AWS S3 - 在嵌套 JSON 文件中搜索特定文本
AWS S3 - Search a specific text in nested JSON file
{
"repo": [
{
"book": 47,
"version": 1,
"bookName": "Book1",
"chapters": [
{
"chapterId": 1,
"chapterContents": [
{
"line": 1,
"Text": "1. The first text of chapter 1 book 1"
},
{
"line": 2,
"Text": "2. The second text of chapter 1 book 1"
}
]
},
{
"chapterId": 2,
"chapterContents": [
{
"line": 1,
"Text": "1. The first text of chapter 2 book 1"
}
]
}
]
}
]
}
这是在 Amazon S3 中存储为 JSON 文件的数据模型的格式。有很多书,有很多章节和文本内容。要求是在所有书籍中搜索特定文本,并列出找到该文本的行、章、书和版本。如何对嵌套数组 JSON 文件进行 S3 查询?
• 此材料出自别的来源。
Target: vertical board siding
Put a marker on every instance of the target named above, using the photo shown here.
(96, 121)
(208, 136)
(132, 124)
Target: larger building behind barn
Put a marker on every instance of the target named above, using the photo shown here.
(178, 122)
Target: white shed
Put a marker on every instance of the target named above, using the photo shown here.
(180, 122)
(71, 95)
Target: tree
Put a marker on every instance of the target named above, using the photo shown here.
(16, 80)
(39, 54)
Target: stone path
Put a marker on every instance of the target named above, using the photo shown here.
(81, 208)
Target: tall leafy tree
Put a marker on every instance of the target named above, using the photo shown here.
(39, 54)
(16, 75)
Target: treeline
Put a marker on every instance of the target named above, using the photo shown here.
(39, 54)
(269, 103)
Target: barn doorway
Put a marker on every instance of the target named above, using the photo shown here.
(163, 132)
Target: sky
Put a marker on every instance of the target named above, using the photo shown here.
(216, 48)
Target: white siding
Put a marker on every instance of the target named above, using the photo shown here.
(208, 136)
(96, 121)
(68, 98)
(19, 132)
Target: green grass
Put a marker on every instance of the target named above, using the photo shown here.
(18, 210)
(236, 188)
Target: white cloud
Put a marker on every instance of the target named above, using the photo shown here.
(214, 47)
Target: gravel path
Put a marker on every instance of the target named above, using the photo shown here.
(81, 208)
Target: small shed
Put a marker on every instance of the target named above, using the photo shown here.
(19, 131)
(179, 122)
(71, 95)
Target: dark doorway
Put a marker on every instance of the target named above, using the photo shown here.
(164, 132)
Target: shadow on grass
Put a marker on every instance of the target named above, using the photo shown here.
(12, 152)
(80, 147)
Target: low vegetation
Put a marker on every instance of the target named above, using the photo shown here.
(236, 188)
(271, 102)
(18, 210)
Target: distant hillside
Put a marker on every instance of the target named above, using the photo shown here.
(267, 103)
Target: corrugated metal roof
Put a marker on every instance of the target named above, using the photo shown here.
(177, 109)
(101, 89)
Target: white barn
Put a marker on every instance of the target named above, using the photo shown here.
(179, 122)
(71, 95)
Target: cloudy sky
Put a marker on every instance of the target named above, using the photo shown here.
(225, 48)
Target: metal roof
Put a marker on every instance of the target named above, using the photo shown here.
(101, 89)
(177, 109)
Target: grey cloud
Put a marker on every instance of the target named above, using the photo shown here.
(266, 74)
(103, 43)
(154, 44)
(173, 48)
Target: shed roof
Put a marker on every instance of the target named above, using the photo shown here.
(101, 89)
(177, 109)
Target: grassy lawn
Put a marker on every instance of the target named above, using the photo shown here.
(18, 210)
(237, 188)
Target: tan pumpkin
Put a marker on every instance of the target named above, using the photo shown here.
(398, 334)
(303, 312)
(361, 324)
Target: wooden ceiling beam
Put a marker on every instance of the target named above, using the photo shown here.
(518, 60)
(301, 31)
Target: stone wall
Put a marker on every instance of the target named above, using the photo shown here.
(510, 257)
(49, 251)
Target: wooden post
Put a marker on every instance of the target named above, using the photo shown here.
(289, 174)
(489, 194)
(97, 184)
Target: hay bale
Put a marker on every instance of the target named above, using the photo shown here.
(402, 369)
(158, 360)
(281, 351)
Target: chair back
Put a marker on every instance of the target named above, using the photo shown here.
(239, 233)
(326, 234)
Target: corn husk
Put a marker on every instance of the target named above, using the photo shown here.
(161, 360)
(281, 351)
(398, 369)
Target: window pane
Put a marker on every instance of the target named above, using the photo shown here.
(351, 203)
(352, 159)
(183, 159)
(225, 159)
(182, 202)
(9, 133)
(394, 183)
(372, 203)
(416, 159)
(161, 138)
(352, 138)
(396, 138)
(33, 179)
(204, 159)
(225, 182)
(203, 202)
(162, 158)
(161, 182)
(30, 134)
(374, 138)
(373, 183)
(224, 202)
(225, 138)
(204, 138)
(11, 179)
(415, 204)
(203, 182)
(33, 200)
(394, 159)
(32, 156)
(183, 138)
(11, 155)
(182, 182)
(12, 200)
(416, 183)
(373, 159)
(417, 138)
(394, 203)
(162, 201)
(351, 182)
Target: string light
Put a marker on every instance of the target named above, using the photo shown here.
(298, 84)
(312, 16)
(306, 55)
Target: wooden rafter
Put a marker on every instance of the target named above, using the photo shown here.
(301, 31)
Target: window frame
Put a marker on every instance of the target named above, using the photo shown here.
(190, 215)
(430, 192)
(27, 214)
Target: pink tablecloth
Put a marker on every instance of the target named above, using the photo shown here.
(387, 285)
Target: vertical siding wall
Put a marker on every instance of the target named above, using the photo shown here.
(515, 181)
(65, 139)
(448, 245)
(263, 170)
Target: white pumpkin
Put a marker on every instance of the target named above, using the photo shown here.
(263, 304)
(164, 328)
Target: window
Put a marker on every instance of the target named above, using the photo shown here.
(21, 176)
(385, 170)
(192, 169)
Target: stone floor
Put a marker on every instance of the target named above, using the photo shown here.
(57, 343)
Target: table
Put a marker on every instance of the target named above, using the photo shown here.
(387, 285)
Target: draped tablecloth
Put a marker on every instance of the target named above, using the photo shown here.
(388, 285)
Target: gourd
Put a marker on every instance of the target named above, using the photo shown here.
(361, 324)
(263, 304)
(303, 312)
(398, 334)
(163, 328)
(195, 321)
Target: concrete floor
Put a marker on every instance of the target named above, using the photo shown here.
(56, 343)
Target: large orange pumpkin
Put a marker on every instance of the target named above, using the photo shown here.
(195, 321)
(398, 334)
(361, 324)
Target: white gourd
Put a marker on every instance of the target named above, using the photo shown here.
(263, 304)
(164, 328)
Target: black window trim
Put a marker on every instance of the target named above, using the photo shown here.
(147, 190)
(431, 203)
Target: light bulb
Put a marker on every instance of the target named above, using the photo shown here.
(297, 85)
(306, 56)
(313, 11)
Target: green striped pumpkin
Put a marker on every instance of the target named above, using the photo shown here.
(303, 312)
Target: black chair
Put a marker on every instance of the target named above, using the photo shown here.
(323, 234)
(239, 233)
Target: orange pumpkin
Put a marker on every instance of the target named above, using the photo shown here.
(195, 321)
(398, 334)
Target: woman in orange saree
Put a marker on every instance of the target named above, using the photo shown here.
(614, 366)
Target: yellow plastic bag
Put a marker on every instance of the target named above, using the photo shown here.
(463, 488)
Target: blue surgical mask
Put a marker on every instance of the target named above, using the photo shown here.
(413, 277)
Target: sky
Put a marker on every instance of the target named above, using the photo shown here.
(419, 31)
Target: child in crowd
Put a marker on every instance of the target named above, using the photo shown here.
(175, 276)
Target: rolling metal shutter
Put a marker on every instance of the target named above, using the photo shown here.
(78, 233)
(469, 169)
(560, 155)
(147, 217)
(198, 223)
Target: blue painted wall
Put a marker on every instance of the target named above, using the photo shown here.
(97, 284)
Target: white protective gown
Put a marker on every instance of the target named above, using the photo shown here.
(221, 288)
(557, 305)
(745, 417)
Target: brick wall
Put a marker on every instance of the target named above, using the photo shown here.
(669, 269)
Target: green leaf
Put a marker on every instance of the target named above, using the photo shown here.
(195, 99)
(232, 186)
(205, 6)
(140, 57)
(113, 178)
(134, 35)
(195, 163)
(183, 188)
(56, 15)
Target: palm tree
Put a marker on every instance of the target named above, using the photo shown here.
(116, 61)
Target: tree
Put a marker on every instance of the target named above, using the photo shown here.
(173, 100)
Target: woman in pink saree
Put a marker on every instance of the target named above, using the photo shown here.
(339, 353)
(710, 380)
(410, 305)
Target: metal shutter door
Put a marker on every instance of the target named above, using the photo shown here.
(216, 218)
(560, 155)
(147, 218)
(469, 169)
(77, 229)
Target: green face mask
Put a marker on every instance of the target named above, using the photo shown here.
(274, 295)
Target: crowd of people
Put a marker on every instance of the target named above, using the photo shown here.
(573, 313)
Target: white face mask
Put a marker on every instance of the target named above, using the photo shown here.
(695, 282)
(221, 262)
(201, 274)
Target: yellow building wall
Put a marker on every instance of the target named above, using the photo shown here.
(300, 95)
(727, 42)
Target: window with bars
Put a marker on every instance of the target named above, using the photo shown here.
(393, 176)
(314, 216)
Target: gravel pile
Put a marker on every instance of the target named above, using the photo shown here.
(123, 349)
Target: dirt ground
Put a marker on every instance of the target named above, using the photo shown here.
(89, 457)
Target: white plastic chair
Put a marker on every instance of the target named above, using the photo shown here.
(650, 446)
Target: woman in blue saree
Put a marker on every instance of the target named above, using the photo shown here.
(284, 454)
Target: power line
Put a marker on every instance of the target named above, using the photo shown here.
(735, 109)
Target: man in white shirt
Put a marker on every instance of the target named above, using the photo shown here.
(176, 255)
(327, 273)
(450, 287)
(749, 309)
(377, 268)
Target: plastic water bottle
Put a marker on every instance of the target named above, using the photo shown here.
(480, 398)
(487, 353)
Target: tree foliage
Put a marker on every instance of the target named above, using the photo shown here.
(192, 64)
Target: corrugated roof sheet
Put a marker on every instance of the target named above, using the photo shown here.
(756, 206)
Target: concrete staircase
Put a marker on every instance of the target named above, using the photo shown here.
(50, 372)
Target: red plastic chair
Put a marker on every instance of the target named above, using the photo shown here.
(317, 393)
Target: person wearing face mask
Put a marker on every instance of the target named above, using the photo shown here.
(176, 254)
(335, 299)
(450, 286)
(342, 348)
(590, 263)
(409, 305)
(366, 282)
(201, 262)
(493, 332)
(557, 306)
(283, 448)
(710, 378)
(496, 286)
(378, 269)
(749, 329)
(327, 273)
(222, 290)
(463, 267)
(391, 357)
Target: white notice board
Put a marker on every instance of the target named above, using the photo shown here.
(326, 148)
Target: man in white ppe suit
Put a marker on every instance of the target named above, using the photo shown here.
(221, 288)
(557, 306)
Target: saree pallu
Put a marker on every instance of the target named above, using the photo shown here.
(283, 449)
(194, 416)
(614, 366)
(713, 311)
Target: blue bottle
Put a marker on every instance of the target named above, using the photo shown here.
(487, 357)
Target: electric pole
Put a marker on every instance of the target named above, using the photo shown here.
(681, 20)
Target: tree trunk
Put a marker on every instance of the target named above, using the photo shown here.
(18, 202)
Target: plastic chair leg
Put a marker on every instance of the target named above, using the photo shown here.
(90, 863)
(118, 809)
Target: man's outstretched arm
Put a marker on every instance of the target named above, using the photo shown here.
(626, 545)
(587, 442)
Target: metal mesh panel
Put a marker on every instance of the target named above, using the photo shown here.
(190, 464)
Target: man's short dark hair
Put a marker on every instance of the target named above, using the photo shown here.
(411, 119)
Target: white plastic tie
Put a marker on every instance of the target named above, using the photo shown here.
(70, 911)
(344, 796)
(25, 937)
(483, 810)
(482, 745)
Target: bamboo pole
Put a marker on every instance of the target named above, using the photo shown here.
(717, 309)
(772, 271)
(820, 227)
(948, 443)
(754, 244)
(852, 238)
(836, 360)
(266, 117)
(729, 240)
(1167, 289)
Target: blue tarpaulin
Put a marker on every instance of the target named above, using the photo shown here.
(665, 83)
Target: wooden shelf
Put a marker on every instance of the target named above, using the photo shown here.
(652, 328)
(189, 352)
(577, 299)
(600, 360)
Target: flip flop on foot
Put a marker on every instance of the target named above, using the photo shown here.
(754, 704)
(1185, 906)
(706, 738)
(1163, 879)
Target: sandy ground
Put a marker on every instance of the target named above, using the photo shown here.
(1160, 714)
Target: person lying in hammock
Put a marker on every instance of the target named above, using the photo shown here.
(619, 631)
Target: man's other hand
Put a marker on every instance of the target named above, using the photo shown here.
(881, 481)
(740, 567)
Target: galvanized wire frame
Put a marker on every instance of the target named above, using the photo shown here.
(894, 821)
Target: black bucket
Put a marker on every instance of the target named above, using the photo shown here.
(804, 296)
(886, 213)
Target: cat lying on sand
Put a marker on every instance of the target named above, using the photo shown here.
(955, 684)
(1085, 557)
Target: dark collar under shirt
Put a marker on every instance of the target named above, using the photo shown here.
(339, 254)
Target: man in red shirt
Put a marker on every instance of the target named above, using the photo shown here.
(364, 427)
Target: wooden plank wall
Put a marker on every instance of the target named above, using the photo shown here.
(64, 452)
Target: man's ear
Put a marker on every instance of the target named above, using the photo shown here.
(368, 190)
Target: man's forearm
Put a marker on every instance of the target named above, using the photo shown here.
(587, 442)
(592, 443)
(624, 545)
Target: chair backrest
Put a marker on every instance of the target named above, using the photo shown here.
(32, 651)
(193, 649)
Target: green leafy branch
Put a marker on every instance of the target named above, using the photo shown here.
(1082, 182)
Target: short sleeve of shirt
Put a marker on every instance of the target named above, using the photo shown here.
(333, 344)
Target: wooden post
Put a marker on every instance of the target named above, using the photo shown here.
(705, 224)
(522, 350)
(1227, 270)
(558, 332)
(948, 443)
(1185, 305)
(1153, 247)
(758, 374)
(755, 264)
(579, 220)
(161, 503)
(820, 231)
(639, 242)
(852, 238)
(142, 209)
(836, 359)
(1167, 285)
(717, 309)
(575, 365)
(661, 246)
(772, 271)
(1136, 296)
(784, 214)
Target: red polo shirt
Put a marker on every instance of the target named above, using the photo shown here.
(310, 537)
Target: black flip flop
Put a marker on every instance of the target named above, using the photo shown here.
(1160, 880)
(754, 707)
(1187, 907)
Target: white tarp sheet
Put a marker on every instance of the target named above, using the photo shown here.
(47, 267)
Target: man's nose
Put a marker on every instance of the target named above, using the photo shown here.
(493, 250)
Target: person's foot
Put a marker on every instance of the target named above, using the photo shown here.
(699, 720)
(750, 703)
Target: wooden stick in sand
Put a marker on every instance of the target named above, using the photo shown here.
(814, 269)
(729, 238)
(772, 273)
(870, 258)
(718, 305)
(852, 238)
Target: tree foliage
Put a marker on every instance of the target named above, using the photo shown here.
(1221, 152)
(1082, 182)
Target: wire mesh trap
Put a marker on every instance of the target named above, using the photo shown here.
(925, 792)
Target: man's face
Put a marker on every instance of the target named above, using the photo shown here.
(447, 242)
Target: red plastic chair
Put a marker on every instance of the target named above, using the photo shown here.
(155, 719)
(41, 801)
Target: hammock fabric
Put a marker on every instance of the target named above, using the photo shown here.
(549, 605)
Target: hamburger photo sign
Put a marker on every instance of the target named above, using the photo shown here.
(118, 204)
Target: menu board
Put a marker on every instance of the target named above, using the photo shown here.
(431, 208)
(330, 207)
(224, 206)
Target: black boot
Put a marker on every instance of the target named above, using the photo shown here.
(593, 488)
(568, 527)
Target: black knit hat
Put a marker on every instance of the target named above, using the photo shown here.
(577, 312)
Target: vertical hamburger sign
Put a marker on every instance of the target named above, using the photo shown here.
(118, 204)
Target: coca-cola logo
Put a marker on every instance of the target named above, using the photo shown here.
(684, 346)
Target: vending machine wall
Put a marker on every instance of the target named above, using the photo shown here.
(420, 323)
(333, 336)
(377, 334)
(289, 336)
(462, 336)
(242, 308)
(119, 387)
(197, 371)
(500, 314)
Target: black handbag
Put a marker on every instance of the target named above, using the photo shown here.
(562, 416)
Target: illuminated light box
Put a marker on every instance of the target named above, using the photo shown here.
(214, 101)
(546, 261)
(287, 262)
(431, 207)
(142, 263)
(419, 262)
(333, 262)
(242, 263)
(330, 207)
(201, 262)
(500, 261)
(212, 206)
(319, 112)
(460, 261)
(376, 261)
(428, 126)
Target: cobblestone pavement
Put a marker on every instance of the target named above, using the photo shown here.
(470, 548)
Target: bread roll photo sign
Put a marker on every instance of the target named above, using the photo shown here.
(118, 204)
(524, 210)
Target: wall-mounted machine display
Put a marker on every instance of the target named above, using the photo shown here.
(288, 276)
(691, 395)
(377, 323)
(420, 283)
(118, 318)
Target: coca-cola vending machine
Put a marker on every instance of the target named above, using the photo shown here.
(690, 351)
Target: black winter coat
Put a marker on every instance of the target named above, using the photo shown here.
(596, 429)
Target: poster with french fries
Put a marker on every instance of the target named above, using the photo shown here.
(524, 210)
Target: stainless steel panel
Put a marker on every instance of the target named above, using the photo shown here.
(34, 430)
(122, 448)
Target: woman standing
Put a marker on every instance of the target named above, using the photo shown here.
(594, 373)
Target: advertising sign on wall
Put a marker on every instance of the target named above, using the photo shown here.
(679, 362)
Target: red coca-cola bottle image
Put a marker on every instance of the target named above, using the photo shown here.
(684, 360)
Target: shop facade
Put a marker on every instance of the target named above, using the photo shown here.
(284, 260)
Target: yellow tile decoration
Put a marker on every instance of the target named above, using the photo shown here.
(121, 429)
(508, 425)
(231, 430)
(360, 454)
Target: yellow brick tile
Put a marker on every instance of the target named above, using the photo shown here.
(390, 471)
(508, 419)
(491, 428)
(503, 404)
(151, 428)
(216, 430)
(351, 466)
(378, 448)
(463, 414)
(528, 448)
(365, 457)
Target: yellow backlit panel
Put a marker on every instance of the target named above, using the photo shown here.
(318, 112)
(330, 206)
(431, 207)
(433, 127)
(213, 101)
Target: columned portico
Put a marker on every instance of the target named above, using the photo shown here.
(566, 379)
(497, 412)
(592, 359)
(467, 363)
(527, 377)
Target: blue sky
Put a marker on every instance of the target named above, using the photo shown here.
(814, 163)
您可以使用 Amazon Athena 从 S3 查询嵌套的 JSON 数据。
应该可以在 json 中搜索值。你可以找到一个例子 here:
WITH dataset AS (
SELECT * FROM (VALUES
(JSON '{"name": "Bob Smith", "org": "legal", "projects": ["project1"]}'),
(JSON '{"name": "Susan Smith", "org": "engineering", "projects": ["project1", "project2", "project3"]}'),
(JSON '{"name": "Jane Smith", "org": "finance", "projects": ["project1", "project2"]}')
) AS t (users)
)
SELECT json_extract_scalar(users, '$.name') AS user
FROM dataset
WHERE json_array_contains(json_extract(users, '$.projects'), 'project2')
{
"repo": [
{
"book": 47,
"version": 1,
"bookName": "Book1",
"chapters": [
{
"chapterId": 1,
"chapterContents": [
{
"line": 1,
"Text": "1. The first text of chapter 1 book 1"
},
{
"line": 2,
"Text": "2. The second text of chapter 1 book 1"
}
]
},
{
"chapterId": 2,
"chapterContents": [
{
"line": 1,
"Text": "1. The first text of chapter 2 book 1"
}
]
}
]
}
]
}
这是在 Amazon S3 中存储为 JSON 文件的数据模型的格式。有很多书,有很多章节和文本内容。要求是在所有书籍中搜索特定文本,并列出找到该文本的行、章、书和版本。如何对嵌套数组 JSON 文件进行 S3 查询?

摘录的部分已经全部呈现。